John Fernandez had some blunt words in Chicago Wednesday for a room full of manufacturing experts.
“Let’s be honest about how we got here,” said Fernandez, the assistant Commerce Department secretary for economic development. “We adopted a macro policy that said, ‘invented here, make it here, it doesn’t really matter.'” He added, “Where you make things makes a huge impact.”
Fernandez joined mayors, CEOs, labor leaders, economic development officials and consultants from across the United States at the two-day Clinton Global Initiative America, hosted by former President Bill Clinton and held at the Sheraton Chicago.
Along with hearing from the former president and other VIPs, the participants break into working groups that make recommendations for policy steps.
The Chicago seminar marks the first time that Clinton’s initiative has focused on domestic issues.
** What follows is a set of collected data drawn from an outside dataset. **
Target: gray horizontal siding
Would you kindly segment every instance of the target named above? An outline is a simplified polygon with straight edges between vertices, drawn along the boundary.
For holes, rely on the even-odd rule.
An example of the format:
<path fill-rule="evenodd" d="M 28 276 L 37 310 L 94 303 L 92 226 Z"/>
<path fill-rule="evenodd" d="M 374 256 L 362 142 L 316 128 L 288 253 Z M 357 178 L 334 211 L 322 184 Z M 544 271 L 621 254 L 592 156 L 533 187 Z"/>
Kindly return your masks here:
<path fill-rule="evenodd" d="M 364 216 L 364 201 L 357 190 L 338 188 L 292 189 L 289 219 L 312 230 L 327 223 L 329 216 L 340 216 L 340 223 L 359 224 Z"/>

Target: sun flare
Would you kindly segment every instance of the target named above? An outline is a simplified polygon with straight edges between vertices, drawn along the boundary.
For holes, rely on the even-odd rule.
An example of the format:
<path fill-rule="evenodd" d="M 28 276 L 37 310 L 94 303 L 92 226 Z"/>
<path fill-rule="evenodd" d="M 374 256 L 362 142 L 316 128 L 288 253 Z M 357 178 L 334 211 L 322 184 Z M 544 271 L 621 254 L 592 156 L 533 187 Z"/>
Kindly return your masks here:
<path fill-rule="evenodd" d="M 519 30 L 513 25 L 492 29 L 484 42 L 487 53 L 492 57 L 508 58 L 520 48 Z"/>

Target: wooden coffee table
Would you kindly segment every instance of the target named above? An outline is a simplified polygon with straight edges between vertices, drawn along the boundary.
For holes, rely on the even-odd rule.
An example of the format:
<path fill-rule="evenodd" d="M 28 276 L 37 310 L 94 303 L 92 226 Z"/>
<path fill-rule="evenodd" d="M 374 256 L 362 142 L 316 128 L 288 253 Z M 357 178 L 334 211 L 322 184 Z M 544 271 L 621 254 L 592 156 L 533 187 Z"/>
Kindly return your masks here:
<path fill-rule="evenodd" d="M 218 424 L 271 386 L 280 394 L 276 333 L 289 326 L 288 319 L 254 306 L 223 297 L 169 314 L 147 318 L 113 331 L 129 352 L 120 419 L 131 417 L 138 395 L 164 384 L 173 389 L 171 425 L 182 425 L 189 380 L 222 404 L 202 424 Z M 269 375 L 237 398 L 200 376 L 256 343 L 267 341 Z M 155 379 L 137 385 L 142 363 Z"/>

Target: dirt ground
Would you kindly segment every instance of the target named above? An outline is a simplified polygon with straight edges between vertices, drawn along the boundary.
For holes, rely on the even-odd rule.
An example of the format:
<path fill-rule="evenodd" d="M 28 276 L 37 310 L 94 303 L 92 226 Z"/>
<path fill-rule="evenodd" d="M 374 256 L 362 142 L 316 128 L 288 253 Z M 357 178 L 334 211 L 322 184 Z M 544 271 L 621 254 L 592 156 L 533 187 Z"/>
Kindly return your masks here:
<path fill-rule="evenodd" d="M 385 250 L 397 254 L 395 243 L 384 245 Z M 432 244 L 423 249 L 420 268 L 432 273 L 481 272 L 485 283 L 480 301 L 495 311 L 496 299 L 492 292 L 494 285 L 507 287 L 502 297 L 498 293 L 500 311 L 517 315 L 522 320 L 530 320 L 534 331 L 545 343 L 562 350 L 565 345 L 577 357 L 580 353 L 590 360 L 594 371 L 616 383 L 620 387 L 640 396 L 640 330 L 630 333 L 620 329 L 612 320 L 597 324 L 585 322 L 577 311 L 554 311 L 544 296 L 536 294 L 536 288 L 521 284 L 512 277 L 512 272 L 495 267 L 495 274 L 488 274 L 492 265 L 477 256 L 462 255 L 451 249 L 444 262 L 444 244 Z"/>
Clinton’s former economic advisor, Laura Tyson, presented some striking figures on the decline in manufacturing jobs to CGI America’s opening session.
She said manufacturing jobs had fallen 25 percent since 2005. Companies have 3 million job openings, and if all were filled, the nation’s unemployment rate would be cut in half, she said.
Fernandez, the assistant Commerce secretary for economic development, told participants in a manufacturing working group that the nation’s industrial policies — or lack of them — bore some of the blame for the big decline in manufacturing jobs the past decade.
Fernandez also said economic developers have spent too much time looking at big-picture subjects and forgetting the impact that individual investments can have. “We focus so much on the macro that we forget about the micro,” Fernandez said. “Our regions are where we plant the seed corn.”
The Commerce official said it isn’t enough to talk about the future of manufacturing. “We have to think about what America would look like if we don’t succeed,” he said. “We have a tremendous challenge ahead of us, but it can be done.” (Although the working group’s deliberations were off the record, Fernandez gave us permission to use his remarks.)
Today, the conference hears from a variety of speakers including Indiana’s governor, Mitch Daniels, and former Michigan Gov. Jennifer Granholm. Clinton will be joined this afternoon by Treasury Secretary Timothy Geithner, then the conference will announce a series of commitments by cities, companies and others aimed at creating jobs.